Adjuvants are compounds added to vaccines to stimulate the immune system.  Not all vaccines have adjuvants in them, and by choosing to use non-adjuvanted vaccines, the risk of vaccine-associated sarcomas is greatly reduced.   Non-adjuvanted vaccines cost a bit more, and the non-adjuvanted Rabies vaccine must be given every year rather than every three years, but the trade-off is increased safety.

For Puppies and Kittens, not much has changed.  Puppies and kittens both need a series of vaccinations every three to four weeks starting at 8 weeks of age and not ending until at least 16 weeks.  Both puppies and kittens need a full set of boosters one year after the first series.

The New Protocols are a little too complicated to explain concisely on a webpage.  The AAHA guidelines, for instance, are 28 pages long.  If you like, we can discuss the particulars during the vaccination visit.


And let's not forget the huge value found in the yearly examination.
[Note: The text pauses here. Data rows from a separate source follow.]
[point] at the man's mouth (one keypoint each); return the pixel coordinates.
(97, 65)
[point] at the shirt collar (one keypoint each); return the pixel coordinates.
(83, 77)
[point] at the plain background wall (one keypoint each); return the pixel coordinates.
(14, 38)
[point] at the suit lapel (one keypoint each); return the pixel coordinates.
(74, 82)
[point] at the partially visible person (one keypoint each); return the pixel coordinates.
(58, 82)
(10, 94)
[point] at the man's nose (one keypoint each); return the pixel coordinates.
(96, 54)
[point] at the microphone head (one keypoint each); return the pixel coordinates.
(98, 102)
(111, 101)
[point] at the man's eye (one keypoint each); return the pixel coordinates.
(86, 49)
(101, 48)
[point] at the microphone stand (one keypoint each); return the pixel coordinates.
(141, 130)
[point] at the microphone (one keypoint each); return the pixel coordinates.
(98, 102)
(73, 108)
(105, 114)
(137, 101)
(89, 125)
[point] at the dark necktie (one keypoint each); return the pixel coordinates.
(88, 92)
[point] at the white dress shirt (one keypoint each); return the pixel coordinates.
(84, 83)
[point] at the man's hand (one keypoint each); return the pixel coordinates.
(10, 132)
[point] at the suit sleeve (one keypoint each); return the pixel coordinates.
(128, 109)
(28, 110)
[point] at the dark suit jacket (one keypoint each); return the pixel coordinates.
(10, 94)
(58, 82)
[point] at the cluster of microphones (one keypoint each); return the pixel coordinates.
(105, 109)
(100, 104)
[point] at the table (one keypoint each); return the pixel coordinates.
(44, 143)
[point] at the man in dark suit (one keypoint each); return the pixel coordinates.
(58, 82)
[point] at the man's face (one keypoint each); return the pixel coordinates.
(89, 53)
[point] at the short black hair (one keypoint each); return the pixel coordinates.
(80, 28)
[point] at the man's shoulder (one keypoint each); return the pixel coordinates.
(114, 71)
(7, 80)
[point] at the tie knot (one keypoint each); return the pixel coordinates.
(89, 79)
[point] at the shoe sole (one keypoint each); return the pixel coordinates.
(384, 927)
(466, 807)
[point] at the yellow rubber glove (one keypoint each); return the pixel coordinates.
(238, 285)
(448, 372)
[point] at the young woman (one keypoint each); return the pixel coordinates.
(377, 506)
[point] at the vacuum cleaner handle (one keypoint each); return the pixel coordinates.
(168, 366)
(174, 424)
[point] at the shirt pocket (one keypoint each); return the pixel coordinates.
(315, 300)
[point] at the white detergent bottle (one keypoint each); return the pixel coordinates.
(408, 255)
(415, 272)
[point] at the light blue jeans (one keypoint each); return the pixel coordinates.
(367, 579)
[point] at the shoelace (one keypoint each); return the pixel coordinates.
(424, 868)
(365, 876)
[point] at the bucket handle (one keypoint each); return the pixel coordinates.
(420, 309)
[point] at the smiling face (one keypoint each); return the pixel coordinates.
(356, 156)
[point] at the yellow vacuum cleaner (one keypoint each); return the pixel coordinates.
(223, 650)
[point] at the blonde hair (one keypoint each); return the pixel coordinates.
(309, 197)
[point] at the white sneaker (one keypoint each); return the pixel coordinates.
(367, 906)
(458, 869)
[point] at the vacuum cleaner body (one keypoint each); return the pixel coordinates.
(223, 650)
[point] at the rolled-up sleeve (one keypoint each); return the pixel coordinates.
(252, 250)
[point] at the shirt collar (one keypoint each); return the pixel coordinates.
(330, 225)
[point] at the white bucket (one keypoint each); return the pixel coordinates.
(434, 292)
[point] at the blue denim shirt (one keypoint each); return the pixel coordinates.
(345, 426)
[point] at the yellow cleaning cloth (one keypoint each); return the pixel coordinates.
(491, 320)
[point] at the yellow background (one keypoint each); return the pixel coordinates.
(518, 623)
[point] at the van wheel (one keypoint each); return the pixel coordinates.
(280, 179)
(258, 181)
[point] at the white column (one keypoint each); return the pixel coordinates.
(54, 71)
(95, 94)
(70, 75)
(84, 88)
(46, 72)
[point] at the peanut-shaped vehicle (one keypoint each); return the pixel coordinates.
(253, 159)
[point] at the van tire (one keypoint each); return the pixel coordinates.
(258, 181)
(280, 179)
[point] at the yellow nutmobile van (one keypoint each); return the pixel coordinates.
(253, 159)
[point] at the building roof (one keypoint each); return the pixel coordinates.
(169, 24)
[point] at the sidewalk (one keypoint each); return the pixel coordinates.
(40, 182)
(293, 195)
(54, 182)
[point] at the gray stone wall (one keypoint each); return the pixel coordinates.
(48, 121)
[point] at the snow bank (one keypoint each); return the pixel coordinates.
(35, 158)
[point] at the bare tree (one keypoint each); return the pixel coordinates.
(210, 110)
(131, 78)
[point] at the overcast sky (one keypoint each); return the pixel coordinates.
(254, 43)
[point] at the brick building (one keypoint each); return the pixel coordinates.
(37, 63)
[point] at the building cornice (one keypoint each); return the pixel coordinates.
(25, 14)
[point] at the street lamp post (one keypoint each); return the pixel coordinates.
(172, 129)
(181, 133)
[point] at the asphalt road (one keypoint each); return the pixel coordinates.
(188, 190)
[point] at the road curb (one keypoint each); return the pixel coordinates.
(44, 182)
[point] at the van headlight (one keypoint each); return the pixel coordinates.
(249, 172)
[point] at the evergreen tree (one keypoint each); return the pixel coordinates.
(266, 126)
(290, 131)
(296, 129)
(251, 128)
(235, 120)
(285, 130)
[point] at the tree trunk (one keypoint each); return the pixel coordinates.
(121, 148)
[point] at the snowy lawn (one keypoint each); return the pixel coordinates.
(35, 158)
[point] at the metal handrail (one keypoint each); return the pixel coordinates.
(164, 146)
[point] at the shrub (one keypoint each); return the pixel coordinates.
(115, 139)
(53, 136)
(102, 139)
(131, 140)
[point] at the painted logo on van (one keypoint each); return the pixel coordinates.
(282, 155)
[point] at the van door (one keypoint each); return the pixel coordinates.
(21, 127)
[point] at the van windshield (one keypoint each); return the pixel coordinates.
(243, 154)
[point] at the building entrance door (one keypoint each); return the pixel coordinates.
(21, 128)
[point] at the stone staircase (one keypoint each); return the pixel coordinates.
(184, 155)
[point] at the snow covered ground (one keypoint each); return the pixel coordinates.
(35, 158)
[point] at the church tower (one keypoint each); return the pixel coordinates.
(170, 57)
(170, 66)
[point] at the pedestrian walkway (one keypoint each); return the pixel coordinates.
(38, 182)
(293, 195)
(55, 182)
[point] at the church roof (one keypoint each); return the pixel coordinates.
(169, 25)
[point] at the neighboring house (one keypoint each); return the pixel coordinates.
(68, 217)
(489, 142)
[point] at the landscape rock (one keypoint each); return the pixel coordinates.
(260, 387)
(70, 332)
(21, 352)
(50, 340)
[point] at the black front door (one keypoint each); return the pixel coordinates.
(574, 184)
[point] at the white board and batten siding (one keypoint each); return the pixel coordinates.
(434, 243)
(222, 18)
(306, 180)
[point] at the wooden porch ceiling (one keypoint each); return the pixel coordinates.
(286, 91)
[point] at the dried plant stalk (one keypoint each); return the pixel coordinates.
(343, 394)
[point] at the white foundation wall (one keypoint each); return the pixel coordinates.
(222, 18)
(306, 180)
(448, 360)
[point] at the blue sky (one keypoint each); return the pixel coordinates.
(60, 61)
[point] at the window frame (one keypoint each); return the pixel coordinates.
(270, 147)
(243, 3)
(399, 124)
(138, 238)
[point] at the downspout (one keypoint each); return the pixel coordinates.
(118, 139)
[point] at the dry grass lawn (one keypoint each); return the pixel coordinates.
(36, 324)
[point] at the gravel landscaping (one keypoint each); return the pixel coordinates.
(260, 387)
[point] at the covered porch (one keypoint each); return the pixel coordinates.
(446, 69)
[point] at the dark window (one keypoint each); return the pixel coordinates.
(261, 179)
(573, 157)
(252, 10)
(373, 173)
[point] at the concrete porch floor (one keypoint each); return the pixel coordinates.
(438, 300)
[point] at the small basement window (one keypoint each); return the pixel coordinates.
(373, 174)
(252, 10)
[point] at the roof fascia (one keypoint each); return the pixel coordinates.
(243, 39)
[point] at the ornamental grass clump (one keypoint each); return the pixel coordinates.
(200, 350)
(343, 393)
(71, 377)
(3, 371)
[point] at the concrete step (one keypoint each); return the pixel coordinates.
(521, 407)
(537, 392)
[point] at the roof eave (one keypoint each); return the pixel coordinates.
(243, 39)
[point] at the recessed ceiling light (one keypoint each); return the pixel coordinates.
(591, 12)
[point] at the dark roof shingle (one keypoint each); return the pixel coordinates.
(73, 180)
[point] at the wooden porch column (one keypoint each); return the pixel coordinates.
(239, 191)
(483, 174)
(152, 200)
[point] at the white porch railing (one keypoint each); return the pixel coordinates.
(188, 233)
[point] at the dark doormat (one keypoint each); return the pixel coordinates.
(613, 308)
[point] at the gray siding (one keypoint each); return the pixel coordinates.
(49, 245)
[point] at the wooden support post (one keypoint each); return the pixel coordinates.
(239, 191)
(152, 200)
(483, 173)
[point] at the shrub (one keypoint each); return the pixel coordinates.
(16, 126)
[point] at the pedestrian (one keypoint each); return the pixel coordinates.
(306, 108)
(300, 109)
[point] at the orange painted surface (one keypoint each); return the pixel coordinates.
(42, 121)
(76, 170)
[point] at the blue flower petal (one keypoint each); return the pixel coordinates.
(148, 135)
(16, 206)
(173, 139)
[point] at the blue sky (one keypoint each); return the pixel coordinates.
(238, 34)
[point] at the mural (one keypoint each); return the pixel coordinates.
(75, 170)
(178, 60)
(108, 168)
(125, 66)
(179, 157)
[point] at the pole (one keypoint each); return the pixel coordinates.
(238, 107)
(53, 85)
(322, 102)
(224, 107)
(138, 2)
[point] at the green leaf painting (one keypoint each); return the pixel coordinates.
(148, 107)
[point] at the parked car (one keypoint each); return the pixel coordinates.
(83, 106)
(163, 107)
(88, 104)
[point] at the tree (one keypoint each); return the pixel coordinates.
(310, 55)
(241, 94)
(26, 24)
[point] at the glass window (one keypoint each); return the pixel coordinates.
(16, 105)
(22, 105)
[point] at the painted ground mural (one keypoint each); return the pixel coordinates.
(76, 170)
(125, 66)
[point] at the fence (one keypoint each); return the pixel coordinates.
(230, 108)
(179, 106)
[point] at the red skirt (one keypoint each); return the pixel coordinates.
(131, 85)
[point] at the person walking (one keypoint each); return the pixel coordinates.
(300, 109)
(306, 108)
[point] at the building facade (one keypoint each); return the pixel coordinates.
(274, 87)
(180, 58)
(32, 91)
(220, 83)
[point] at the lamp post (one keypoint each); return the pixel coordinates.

Dogs age seven dog years every one people year, and the veterinarian's annual examination can be a real blessing to your dog by allowing us to identify and treat problems early.  I'm terrible about going to the doctor myself, but even I see my physician once every seven years!  Cats too age seven cat years for every people year, and the annual exam can really help cats live longer, happier lives.


The Bottom Line

The bottom line here is that there has been some new research that shows that we need to start using different vaccines at different intervals in our dogs and cats.  We now have written guidelines, established by the AAFP and AAHA, which have been adopted by every College of Veterinary Medicine in North America and are widely considered to be the new standard of practice.  The annual physical exam remains the most important instrument in the veterinarian's hands for helping your pet line a long and healthy life.